Songhai-Koyraboro in Mali

Map Source:  Bethany World Prayer Center
People Name: Songhai-Koyraboro
Country: Mali
10/40 Window: Yes
Population: 1,208,000
World Population: 2,240,000
Primary Language: Songhay, Koyraboro Senni
Primary Religion: Islam
Christian Adherents: 0.20 %
Evangelicals: 0.00 %
Scripture: New Testament
Online Audio NT: No
Jesus Film: Yes
Audio Recordings: Yes
People Cluster: Songhai
Affinity Bloc: Sub-Saharan Peoples
Progress Level:

Introduction / History

The Songhai Empire of West Africa of the 15th and 16th centuries was based on trade. Textiles, weapons and horses came North Africa. Slaves, salt and gold came up from the south. After the Songhai Empire fell to an army from Morocco, the majority of the common people stayed in Mali and Niger while many nobles traveled south to start a new life. Today the Songhai-Koyraboro make up about five percent of the Malian population. Songhai people speak many dialects; Koyraboro is one of them. Mali gained its independence from France in 1960. Unfortunately, since 1960 Mali has seen many military coups, dictatorships and human rights violations. Mali saw a drought from 1968-1974 in which thousands of people died. Mali is one or the poorest nations in world despite having gold mines. The profits from gold mining seldom reach the Malian people. A number of Jihadist groups operate in Mali often destroying villages and murdering or kidnapping the Malian people.

What Are Their Lives Like?

Most Songhai live in the south savannah region of Mali near the Niger and Senegal Rivers. Men work the fields growing millet, grains, ground nuts, manioc, and maize. Women take care of children, have small plots of land and grow fruits and vegetables. Some families also raise cattle and goats for their meat, milk and hides. Some Songhai make a living by fishing in the rivers and lakes. A Koyraboro Songhai man may marry up to four wives if he can afford them. Most men have only one wife. Songhai parents encourage their sons to get a secondary education. Most girls may only attend primary schools for a few years before they begin working with their mothers to support the family. Young men get married in their middle twenties. Girls marry in their early or middle teens. First born sons often are pressured to marry a cousin in order to keep the wealth in the family. Elders rule village life making the judicial decisions and conducting affairs with outsiders.
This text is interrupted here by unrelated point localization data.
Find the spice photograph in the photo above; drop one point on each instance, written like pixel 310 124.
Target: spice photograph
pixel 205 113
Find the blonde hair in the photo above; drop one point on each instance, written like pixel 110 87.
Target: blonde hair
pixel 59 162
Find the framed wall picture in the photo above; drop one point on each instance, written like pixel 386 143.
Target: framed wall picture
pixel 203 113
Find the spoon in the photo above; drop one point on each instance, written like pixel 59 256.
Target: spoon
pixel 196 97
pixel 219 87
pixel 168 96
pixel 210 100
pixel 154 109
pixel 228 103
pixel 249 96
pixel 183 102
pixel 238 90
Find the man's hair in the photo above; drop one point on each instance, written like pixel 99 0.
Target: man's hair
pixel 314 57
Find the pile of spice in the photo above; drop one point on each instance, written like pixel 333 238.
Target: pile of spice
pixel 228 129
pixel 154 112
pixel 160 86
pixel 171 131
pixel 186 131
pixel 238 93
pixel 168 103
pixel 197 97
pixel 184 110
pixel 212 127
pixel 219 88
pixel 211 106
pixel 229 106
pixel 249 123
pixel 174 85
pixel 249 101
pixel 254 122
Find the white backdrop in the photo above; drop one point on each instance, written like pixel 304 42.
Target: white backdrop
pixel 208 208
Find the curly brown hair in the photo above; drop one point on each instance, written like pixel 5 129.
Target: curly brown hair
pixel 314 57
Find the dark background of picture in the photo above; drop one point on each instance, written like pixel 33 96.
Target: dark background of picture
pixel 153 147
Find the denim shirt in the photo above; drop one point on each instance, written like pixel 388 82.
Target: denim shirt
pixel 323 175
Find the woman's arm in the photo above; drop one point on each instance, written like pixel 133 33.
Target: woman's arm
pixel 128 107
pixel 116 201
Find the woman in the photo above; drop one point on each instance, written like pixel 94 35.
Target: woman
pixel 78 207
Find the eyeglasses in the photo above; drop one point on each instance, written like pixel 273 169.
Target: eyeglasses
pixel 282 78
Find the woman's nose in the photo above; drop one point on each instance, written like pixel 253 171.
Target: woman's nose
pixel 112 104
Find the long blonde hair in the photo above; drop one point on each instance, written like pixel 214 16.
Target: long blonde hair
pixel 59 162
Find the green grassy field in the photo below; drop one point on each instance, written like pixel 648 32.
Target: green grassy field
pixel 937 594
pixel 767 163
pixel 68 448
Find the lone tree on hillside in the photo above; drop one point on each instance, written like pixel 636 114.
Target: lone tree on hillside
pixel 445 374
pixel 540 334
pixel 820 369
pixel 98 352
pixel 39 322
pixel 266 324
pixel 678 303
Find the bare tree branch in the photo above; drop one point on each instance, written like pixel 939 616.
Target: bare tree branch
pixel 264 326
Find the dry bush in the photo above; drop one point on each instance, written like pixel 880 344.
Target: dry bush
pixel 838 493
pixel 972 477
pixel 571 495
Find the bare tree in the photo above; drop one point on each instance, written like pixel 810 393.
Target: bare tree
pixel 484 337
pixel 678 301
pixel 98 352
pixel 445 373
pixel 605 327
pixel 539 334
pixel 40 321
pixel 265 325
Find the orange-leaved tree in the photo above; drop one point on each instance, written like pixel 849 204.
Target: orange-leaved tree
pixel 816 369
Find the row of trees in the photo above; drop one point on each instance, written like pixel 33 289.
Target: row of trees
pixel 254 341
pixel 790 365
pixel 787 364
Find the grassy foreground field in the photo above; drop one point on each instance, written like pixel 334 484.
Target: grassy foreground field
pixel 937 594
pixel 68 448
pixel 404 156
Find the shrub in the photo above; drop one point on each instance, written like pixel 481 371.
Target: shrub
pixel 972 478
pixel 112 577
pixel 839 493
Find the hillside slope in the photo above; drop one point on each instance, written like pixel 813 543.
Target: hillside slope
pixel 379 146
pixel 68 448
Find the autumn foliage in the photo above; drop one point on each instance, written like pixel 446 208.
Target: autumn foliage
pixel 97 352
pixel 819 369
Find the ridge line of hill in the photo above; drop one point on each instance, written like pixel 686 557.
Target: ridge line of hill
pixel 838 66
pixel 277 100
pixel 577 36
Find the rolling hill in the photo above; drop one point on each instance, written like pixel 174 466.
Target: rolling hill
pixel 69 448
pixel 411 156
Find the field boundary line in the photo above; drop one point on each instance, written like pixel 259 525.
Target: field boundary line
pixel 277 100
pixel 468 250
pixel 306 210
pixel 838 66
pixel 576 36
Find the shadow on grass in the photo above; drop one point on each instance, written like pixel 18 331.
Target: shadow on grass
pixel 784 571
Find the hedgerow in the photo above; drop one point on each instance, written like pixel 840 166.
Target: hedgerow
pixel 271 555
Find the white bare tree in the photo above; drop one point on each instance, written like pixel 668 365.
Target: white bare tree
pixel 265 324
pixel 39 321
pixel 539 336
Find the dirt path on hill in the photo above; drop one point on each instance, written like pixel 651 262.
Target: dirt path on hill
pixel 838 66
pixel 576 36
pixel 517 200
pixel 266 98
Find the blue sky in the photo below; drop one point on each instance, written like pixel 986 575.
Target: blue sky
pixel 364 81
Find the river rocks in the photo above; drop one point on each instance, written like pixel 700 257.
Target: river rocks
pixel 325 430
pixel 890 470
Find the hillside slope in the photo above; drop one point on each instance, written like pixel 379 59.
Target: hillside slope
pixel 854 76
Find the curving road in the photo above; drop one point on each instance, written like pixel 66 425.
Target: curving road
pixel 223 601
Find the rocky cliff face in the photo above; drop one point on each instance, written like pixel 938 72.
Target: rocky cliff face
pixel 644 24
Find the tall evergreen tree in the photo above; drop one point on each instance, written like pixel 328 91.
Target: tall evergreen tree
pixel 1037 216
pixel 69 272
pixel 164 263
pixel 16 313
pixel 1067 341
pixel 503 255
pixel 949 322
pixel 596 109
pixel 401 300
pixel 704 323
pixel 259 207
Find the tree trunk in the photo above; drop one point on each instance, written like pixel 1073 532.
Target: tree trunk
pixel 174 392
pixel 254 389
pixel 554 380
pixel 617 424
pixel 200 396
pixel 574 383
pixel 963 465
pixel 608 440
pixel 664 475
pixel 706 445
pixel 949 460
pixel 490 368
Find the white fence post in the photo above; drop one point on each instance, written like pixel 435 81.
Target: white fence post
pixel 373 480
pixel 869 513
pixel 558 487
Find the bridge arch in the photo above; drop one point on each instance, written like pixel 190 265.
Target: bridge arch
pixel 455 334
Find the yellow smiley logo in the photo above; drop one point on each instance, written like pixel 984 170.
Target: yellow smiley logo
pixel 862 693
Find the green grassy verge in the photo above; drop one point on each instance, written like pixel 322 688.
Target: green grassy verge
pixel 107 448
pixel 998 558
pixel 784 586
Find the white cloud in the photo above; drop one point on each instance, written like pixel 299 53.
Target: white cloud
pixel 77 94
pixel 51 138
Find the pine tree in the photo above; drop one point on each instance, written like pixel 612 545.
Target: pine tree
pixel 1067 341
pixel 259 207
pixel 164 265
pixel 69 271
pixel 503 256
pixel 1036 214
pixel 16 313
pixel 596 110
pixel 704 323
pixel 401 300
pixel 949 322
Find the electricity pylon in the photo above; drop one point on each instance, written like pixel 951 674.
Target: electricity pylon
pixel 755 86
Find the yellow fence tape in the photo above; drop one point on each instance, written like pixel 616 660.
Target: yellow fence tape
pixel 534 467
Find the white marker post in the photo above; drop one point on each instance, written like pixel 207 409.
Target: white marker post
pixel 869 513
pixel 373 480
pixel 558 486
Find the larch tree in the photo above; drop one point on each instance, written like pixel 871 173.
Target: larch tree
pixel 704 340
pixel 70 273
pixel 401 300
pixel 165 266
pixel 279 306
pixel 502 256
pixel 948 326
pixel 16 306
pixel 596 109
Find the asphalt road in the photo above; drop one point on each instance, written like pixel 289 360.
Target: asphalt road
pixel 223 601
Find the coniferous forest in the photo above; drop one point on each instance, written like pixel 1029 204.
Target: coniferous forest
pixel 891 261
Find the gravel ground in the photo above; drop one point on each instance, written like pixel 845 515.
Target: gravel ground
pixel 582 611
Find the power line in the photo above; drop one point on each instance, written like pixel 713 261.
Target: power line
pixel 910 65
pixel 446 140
Songhai society was traditional with sons following the profession of their fathers. In previous times there were three castes among the Songhai community, nobles, peasants and slaves.

What Are Their Beliefs?

Almost all Koyraboro Songhai in Mali are Sunni, the largest branch of Islam. Their Islam is highly influenced by folk religion or a belief that spirits inhabit the objects of nature. Each village has a shaman who performs rituals to stop the evil spirits from bringing drought and harm to the village harvest and animals. The shaman also gives out charms and amulets to protect the people. The Songhai try to obey the teachings of the Koran and the prophet Mohammad. Sunnis believe that by following the Five Pillars of Islam that they will attain heaven when they die. However, Allah, the supreme God of the universe, determines who enters paradise. Sunnis pray five times a day facing Mecca. They fast the month of Ramadan. They attend mosque services on Friday. If a Muslim has the means, he or she will make a pilgrimage to Mecca once in his or her lifetime. Muslims are also prohibited from drinking alcohol, eating pork, gambling, stealing, using deceit, slandering, and making idols. The two main holidays for Sunni Muslims are Eid al Fitr, the breaking of the monthly fast and Eid al Adha, the celebration of Abraham's willingness to sacrifice his son to Allah. Friday is the day of rest in which Songhai attend the local mosque.

What Are Their Needs?

Most Songhai-Koyraboro live simple, adequate lives except in times of drought. Unfortunately, these droughts occur regularly and have left many children as orphans in refugee camps. Malnutrition is a problem for many Songhai. A majority of the Songhai-Koyraboro have never heard a clear presentation of the gospel in their heart language. Christian workers can come and share the love of Jesus with the Songhai in practical ways.

Prayer Points

Ask the Lord to send Christian agricultural workers, educators, and medical personnel to serve the Songhai-Koyraboro of Mali. Ask the Holy Spirit to grant wisdom to mission agencies focusing on the Songhai-Koyraboro. Ask the Lord to save key Songhai-Koyraboro leaders who will boldly proclaim the good news. Pray that God will strengthen, embolden, and protect the very few groups of Songhai believers. Ask the Lord to raise up a Disciple Making Movement among the Songhai-Koyraboro of Mali in this decade.